Looper
Here’s what’s so awesome about Looper: It’s a futuristic time-travel movie in which more or less the entire last hour takes place on a farm. And that’s just one of the many ways writer-director Rian Johnson subverts expectations. This is a “you know what would be cool?” movie that considers the real-world ramifications of its science-fiction whiz-bang, and a film of ideas that doesn’t skimp on the action. Most of all, Looper asks questions about whether a man’s destiny is locked into place—not because the future has already been written, but because of the kind of person he is.
Joseph Gordon-Levitt stars as a lifelong ne’er-do-well who takes a job as a specialized kind of assassin, who kills and disposes of people sent back through time by the gangsters of the future. As Gordon-Levitt explains up top in voiceover, once time-travel has been discovered—a few decades after 2044, when Looper is mostly set—it’s immediately outlawed, and becomes the province of a demimonde that uses the technology to cover up its crimes. Gordon-Levitt was recruited into this “looper” job as a kid, which is almost like winning the lottery in the world of 2044. Loopers dress snappy, drive souped-up jet-propulsion vehicles, carry booming old-timey rifles, and get paid in silver bars, all of which places them among the upper-middle-class of the mid-21st century.
Problems ensue once Gordon-Levitt and the other loopers start recognizing that they’re increasingly each being asked to kill older versions of themselves, which “closes the loop” and ends their contracts, complete with a big payday and a retirement party. Some are wary of the implications of this, wondering what’ll happen to them in the decades to come, though most are too busy spending their bonus money to dwell on it for long. Then Gordon-Levitt’s older self—played by Bruce Willis—comes back, escapes, and announces that he’s going to fix everything, via extraordinary measures that Gordon-Levitt is determined to stop.

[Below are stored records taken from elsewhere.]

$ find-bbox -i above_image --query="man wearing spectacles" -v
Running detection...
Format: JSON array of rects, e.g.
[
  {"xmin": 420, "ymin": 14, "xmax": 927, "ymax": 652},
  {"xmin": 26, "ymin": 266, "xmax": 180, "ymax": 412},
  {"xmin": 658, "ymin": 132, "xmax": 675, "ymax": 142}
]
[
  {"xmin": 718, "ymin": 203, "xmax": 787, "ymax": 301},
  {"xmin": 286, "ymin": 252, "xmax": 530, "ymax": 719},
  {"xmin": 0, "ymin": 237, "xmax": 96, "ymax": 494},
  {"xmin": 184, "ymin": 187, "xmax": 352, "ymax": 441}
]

Viewers may bicker afterward about whether the time-travel in Looper makes sense—a criticism Johnson attempts to defuse via Willis’ comment that the whole process is “cloudy”—but undoubtedly the world of Looper has been carefully planned. Johnson doesn’t just throw cultural, societal, or fashion trends into the movie for weirdness’ sake; he makes the characters’ retro clothing central to the movie’s “everything recurs” theme, and he works the existence of telekinesis and roving vagrant mobs subtly into the background of the action, so he can foreground them as needed.
That level of care extends to the supporting roles and performances, which do more than just take up the spaces around Gordon-Levitt and Willis. Johnson makes good use of the usually bothersome Paul Dano, who puts his shriller attributes into play as a flashy looper whose problems plague Gordon-Levitt. Piper Perabo and Garret Dillahunt each get a couple of showcase scenes, as a showgirl and an enforcer, respectively. Jeff Daniels is hilariously world-weary and rumpled as a mob boss from the future who’s back in 2044 reluctantly monitoring the looper program. (Daniels has Looper’s best lines, which is saying something, because as Johnson showed with his Brick and The Brothers Bloom, he has a good ear for dialogue.)
But the heart of the movie belongs to Emily Blunt, as an iron-willed farmer looking after her whip-smart son (Pierce Gagnon, who gives one of the most assured performances by a child in movies this year, running a close second to Quvenzhané Wallis in Beasts Of The Southern Wild). After Willis escapes Gordon-Levitt, the latter determines that Willis will head to Blunt’s farm eventually, so he camps out there, and gets involved in the life of this steely woman and her strange little boy. Just when it seems like Looper is gearing up for a mind-blowing adventure in the distant future, it settles into more down-to-earth shootouts and chases in city streets and country roads, all haunted by the prospect of what the audience has been told will become of these shooters and chasers.
Outside of one jarring timeline hiccup, Looper’s how-the-present-affects-the-future shenanigans don’t jumble the narrative significantly. (Though there is one cool visual sequence that takes a few seconds to process, as a looper from the future watches his body fall apart while his past self is getting vivisected.) That’s because Looper isn’t playing clever time-games for their own sake, but rather considering their impact on the characters. Johnson’s main visual motif is cloudiness, suggesting how moments curl around each other, forming patterns. A lot of the people in Looper are dealing with similar issues—addiction, dead parents, life-changing love affairs—and the movie subtly explores the ways their mistakes recur, from life to life and time to time.
Comparisons to 12 Monkeys are inevitable, given Willis’ presence, though really, Looper is reminiscent of The Matrix—not so much in terms of its style or plot, but in that it’s so fully realized, and populated with memorable scenes and delightful character turns. And like The Matrix, Looper has a strong emotional core, as its two protagonists—young and old—embody the cycle of selfishness they see all around them, and show the potential for one person to break it. The odd logical inconsistency aside, Looper is a remarkable feat of imagination and execution, entertaining from start to finish, even as it asks the audience to contemplate how and why humanity keeps making the same rotten mistakes.